Efficient creation of dummy variables in fixed effects regression

Question

I have time panel data of 34 countries that describes on which days they have committed to giving military aid in €. I am running a fixed effects regression to study how the sum of this aid changes over time depending on an independent dummy variable that measures the recipient use of this military aid as successful (1) or not visibly successful (0). This independent variable relies on the date column.

To be clear, I am want to do a regression with state fixed effects.

Since I'm measuring this in the time unit days, my problem is that I believe the plm function needs me to assign a dummy variable for each day each country has not given any military aid, meaning that I need 365 dummy variables per year for each of the 34 donator countries.

Since the plm function does not interpret NA values, I have had to transform the "empty" days without committed aid as "none". However this causes the problem of R interpreting this as a state of its own that never gives any aid.

Currently, my dataset looks like this:

State	an_date	val_eur
Belgium	22/02/26	7600000
Slovakia	22/02/26	11000000
none	22/02/27	0

Subsequently, when I run this plm model the results are insignificant and the coefficient goes in the opposite direction of what is expected from previous data. t_sq is a squared time control variable.

plm(val_eur ~ success + t_sq, index="state", model="within", data=df)

I would highly appreciate any ideas as to how to create, or make R interpret all the required dummy variables for the regression!

I have tried looking inside the plm function for ways to make it create dummy variables the same way it creates dummy variables for the country fixed effects (by using index="state"), but I have not found any way.

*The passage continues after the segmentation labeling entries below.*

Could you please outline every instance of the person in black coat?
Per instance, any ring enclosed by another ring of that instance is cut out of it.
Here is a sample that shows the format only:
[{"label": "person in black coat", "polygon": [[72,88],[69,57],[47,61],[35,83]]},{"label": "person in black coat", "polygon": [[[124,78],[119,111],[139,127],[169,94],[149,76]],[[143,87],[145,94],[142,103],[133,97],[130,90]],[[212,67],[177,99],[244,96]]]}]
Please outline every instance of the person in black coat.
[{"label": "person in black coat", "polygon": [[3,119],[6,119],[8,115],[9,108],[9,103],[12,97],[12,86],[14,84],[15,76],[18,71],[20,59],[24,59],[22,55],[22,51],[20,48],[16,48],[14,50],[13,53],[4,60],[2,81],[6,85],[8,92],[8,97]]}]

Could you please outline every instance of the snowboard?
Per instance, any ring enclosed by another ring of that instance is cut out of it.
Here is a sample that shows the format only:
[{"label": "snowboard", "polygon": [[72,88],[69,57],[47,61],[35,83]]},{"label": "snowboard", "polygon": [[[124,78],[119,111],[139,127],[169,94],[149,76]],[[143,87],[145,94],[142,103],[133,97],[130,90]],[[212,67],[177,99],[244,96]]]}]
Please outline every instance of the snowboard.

Manually coding the dataset and adding approx 34*365 dummy variables seems like a bit of a coding nightmare.

EDIT, Some more info: when I use factor() to group by days, I get this error message "non-unique values when setting 'row.names'" as several countries commit aid on some dates.

MRE BELOW

Note that for some reason I get an error message when I try this plm regression saying that the model is empty. I do not get this error message in the original model.

#Creating some base example data 
state <- c("Belgium","Slovakia","NA")
an_date <- as.Date(c("26/02/2022","26/02/2022","27/02/2022"), format = "%d/%m/%Y")
as.Date("6/30/2016", format = "%m/%d/%Y")
val_eur <- c(7600000, 11000000, 0)
df <- data.frame(state, an_date, val_eur)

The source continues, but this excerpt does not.